The pathologists’ typical workflow for lung carcinoma diagnosis is as follows: they start by visually examining the H&E-stained TBLB specimen. If the specimen contains well-differentiated cancer cells, then the pathologists can easily classify the cancer subtype; however, if the specimen solely contains poorly-differentiated cancer cells, then the pathologists find that distinguishing between subtypes is particularly challenging. The incidence of such cases is non-negligible at about 28% of the population7. In order to confirm the diagnosis for a challenging specimen, pathologists tend to perform further investigations via IHC stainings8,9,10,11 and/or deferred to surgical resections. It can be difficult to subclassify poorly differentiated carcinoma as ADC or SCC11. This is because well-differentiated SCC shows prominent keratinization throughout the cells whereas poorly-differentiated carcinomas which lack keratinization and/or intercellular bridges require careful scrutiny. Histopathological diagnosis from surgical resection specimens are more accurate. This is due to the considerable variation of cancer cells in the large tissue area of surgical specimens, and so there is a high likelihood of the presence of well-differentiated carcinoma cells which are easier to classify.

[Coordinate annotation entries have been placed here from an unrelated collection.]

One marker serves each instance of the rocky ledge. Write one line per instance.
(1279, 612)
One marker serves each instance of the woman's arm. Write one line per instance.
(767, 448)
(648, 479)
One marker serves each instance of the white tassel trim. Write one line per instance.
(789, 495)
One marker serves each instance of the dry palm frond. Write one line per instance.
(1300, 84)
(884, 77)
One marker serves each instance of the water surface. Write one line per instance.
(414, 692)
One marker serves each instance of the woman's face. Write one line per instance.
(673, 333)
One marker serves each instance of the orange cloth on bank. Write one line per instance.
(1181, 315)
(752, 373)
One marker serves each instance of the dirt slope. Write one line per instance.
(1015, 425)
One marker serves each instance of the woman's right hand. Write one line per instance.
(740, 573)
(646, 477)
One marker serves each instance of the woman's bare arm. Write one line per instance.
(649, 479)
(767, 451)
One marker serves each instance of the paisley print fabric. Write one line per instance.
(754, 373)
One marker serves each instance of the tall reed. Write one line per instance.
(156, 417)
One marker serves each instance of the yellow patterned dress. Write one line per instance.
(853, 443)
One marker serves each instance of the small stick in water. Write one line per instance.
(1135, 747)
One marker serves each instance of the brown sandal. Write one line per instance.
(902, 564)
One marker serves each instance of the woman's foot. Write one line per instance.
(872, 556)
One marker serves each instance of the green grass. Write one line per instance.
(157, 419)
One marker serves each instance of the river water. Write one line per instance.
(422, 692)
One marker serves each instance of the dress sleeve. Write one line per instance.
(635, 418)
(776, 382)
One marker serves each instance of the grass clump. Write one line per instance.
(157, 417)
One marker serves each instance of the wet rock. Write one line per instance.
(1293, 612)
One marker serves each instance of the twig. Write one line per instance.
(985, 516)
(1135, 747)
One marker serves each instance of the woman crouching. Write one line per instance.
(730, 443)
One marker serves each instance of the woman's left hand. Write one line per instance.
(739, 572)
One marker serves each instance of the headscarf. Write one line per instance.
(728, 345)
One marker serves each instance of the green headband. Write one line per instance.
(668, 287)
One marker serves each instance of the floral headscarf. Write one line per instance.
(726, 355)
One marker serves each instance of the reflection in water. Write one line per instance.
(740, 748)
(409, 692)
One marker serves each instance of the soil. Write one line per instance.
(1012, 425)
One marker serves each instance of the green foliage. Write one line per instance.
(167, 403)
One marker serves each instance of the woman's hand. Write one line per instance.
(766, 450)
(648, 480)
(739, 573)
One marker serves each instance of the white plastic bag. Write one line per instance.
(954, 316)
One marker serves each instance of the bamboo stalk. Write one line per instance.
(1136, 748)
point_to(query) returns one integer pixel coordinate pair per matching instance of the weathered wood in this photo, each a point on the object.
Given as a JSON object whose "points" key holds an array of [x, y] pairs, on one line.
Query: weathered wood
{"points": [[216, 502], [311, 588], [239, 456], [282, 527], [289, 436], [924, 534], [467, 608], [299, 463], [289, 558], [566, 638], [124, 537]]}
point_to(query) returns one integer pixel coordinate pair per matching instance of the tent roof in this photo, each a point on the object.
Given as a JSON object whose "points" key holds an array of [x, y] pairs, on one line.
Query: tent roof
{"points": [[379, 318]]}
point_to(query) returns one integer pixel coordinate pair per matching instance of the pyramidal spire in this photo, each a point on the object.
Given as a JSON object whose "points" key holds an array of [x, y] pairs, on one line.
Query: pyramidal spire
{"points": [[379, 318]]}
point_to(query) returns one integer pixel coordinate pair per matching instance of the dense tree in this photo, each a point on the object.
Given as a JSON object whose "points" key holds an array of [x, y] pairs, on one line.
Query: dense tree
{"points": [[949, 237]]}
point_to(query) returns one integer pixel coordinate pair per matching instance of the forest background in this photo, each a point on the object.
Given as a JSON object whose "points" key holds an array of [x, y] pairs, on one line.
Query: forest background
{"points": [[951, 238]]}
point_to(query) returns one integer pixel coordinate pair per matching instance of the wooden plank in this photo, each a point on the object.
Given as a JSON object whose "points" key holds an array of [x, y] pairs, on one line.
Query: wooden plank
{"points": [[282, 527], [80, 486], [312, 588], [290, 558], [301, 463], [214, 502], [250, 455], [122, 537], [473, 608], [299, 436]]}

Whole slide images (WSI) are the digitised counterparts of glass slides and are obtained at magnifications up to x40, resulting in massive high-resolution images with billions of pixels. Due to their size, some WSIs can be tedious to visually inspect exhaustively. This is where computational pathology comes in as a tool to assist pathologists, where image analysis methods based on machine and deep learning have found many successful applications12,13,14,15,16,17,18,19,20,21,22,23,24,25. In particular, for lung histopathology, deep learning has been applied primarily on lung surgical resections to classify lung carcinoma and/or subtypes as well as predicting mutations12,18,19,26,27. Coudray et al.19 evaluated their deep learning model that was trained on surgical resection WSIs obtained from The Cancer Genome Atlas (TCGA)28 on a test set of biopsies (n = 102, 51 ADC, 51 SCC) achieving receiver operator curve (ROC) area under the curves (AUC) of 0.871 and 0.928 for ADC and SCC, respectively. However, the algorithm had a relatively poor performance on the poorly-differentiated biopsy specimens (n=34), where the ROC AUCs were 0.809 (CI 0.639–0.940) and 0.822 (CI, 0.658–0.951) for ADC and SCC, respectively.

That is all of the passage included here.